The questions is
If $f(u,v,w)$ is differentiable and $u=x-y$, $v=y-z$, and $w=z-x$, show that $$\begin{equation} \frac{\partial{f}}{\partial{x}}+\frac{\partial{f}}{\partial{y}}+\frac{\partial{f}}{\partial{z}}=0 \end{equation}$$
The things that I could only get is $$\begin{equation} \frac{\partial{f}}{\partial{x}}+\frac{\partial{f}}{\partial{y}}+\frac{\partial{f}}{\partial{z}}=\frac{\partial{f}}{\partial{u}}+\frac{\partial{f}}{\partial{v}}+\frac{\partial{f}}{\partial{w}} \end{equation}$$
At that point, I even don`t know what $f(x)$ is....so how can I get the answer?

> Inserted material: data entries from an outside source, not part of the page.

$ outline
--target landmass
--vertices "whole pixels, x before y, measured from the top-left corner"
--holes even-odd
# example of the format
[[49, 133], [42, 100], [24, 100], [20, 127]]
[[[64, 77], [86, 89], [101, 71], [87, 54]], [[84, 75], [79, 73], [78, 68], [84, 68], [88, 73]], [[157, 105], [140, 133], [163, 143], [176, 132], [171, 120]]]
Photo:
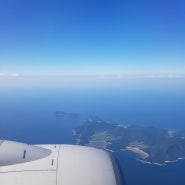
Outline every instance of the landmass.
[[165, 165], [185, 159], [185, 131], [124, 126], [90, 116], [73, 132], [77, 144], [111, 152], [131, 151], [137, 154], [137, 160], [147, 164]]
[[70, 118], [70, 119], [76, 119], [79, 117], [79, 114], [77, 113], [71, 113], [71, 112], [65, 112], [65, 111], [55, 111], [54, 116], [57, 118]]

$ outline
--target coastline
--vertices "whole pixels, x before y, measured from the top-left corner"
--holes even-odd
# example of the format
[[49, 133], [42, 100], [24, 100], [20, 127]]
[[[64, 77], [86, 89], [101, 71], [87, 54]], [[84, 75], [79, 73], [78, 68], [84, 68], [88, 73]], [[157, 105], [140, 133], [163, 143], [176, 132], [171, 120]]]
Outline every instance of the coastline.
[[[73, 132], [73, 135], [76, 136], [75, 129], [73, 129], [72, 132]], [[76, 145], [79, 145], [79, 144], [80, 144], [80, 138], [76, 138]]]
[[[139, 148], [136, 148], [136, 147], [130, 147], [130, 146], [127, 146], [126, 149], [123, 149], [122, 151], [131, 151], [131, 152], [134, 152], [136, 154], [139, 154], [143, 159], [146, 159], [149, 157], [149, 154], [144, 152], [143, 150], [139, 149]], [[150, 164], [150, 165], [158, 165], [158, 166], [164, 166], [164, 165], [167, 165], [169, 163], [176, 163], [180, 160], [185, 160], [185, 158], [181, 158], [179, 157], [178, 159], [176, 160], [172, 160], [172, 161], [164, 161], [163, 163], [157, 163], [157, 162], [149, 162], [149, 161], [145, 161], [143, 159], [137, 159], [137, 161], [139, 162], [142, 162], [144, 164]]]
[[132, 151], [134, 153], [139, 154], [142, 158], [148, 158], [149, 154], [146, 153], [145, 151], [141, 150], [140, 148], [132, 147], [132, 146], [127, 146], [125, 150]]

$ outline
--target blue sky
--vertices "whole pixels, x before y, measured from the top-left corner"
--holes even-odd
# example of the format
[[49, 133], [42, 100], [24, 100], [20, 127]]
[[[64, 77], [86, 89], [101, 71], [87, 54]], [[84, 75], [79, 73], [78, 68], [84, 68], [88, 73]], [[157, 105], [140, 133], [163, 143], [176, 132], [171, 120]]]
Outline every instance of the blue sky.
[[183, 74], [184, 0], [0, 0], [0, 76]]

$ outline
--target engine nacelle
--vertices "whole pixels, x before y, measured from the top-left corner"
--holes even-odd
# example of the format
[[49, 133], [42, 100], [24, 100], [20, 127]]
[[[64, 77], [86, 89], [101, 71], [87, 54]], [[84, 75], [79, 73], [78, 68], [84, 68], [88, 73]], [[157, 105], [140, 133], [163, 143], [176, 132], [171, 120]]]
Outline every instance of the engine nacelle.
[[77, 145], [0, 141], [0, 185], [123, 185], [107, 152]]

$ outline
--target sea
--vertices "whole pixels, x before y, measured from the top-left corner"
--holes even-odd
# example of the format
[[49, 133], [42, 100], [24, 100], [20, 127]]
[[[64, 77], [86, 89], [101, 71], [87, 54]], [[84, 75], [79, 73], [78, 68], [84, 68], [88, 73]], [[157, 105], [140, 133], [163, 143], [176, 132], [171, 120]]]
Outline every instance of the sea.
[[[76, 119], [56, 111], [77, 113]], [[184, 88], [15, 88], [0, 89], [0, 139], [29, 144], [76, 144], [73, 128], [88, 116], [123, 125], [185, 130]], [[185, 160], [165, 166], [116, 152], [126, 185], [184, 185]]]

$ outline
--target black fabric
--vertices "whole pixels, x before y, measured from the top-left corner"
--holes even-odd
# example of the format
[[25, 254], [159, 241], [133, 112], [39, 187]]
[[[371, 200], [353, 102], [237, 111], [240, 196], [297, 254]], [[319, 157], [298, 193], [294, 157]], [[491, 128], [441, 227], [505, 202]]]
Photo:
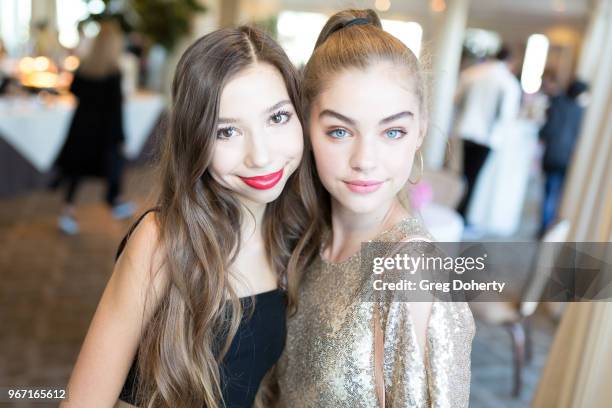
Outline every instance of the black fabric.
[[[112, 149], [107, 155], [107, 174], [106, 174], [106, 196], [105, 200], [111, 207], [117, 203], [117, 197], [121, 193], [121, 174], [125, 166], [125, 159], [121, 152], [117, 149]], [[66, 194], [64, 201], [68, 204], [73, 204], [78, 188], [83, 181], [81, 175], [59, 175], [58, 184], [67, 183]]]
[[[285, 346], [285, 292], [276, 289], [255, 295], [252, 315], [248, 313], [252, 306], [250, 299], [240, 299], [247, 313], [220, 367], [221, 389], [227, 408], [253, 406], [264, 375], [278, 361]], [[137, 358], [138, 354], [119, 395], [120, 400], [132, 405], [137, 403]]]
[[125, 140], [121, 74], [87, 78], [77, 71], [70, 91], [78, 106], [56, 165], [64, 176], [108, 177], [110, 156]]
[[[151, 211], [158, 209], [149, 209], [138, 218], [119, 244], [115, 259], [121, 255], [138, 223]], [[254, 303], [250, 296], [240, 298], [245, 313], [220, 367], [221, 389], [227, 408], [253, 406], [264, 375], [276, 364], [285, 347], [286, 293], [276, 289], [257, 294], [253, 299]], [[217, 344], [222, 341], [220, 338]], [[136, 405], [138, 395], [137, 361], [138, 351], [119, 395], [120, 400], [132, 405]]]
[[466, 180], [466, 188], [463, 199], [457, 206], [457, 212], [464, 218], [472, 198], [474, 185], [478, 179], [478, 173], [482, 169], [491, 149], [485, 145], [474, 143], [471, 140], [463, 140], [463, 175]]
[[10, 79], [8, 77], [3, 77], [2, 74], [0, 74], [0, 95], [7, 92], [9, 82]]
[[584, 109], [567, 95], [551, 99], [546, 123], [540, 129], [545, 150], [542, 165], [548, 172], [566, 171], [582, 123]]

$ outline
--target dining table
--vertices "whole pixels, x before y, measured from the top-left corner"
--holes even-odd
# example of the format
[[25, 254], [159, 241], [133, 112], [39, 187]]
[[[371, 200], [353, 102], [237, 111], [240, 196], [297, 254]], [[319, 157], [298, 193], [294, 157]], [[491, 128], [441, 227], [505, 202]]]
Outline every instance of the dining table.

It doesn't matter what $f$ is. When you want partial derivative with respect to à variable, you need to take every path that leads to this variable. Since $u$ and $w$ depends on $x$, $$\frac{\partial f}{\partial x}=\frac{\partial f}{\partial u}\frac{\partial u}{\partial x}+\frac{\partial f}{\partial w}\frac{\partial w}{\partial x}=\frac{\partial f}{\partial u}-\frac{\partial f}{\partial w}$$ Same goes for $y$ and $z$ $$\frac{\partial f}{\partial y}=\frac{\partial f}{\partial u}\frac{\partial u}{\partial y}+\frac{\partial f}{\partial v}\frac{\partial v}{\partial y}=-\frac{\partial f}{\partial u}+\frac{\partial f}{\partial v}$$ $$\frac{\partial f}{\partial z}=\frac{\partial f}{\partial v}\frac{\partial u}{\partial z}+\frac{\partial f}{\partial w}\frac{\partial w}{\partial z}=-\frac{\partial f}{\partial v}+\frac{\partial f}{\partial w}$$ If you sum those three equations, you find the $0$ you are looking for.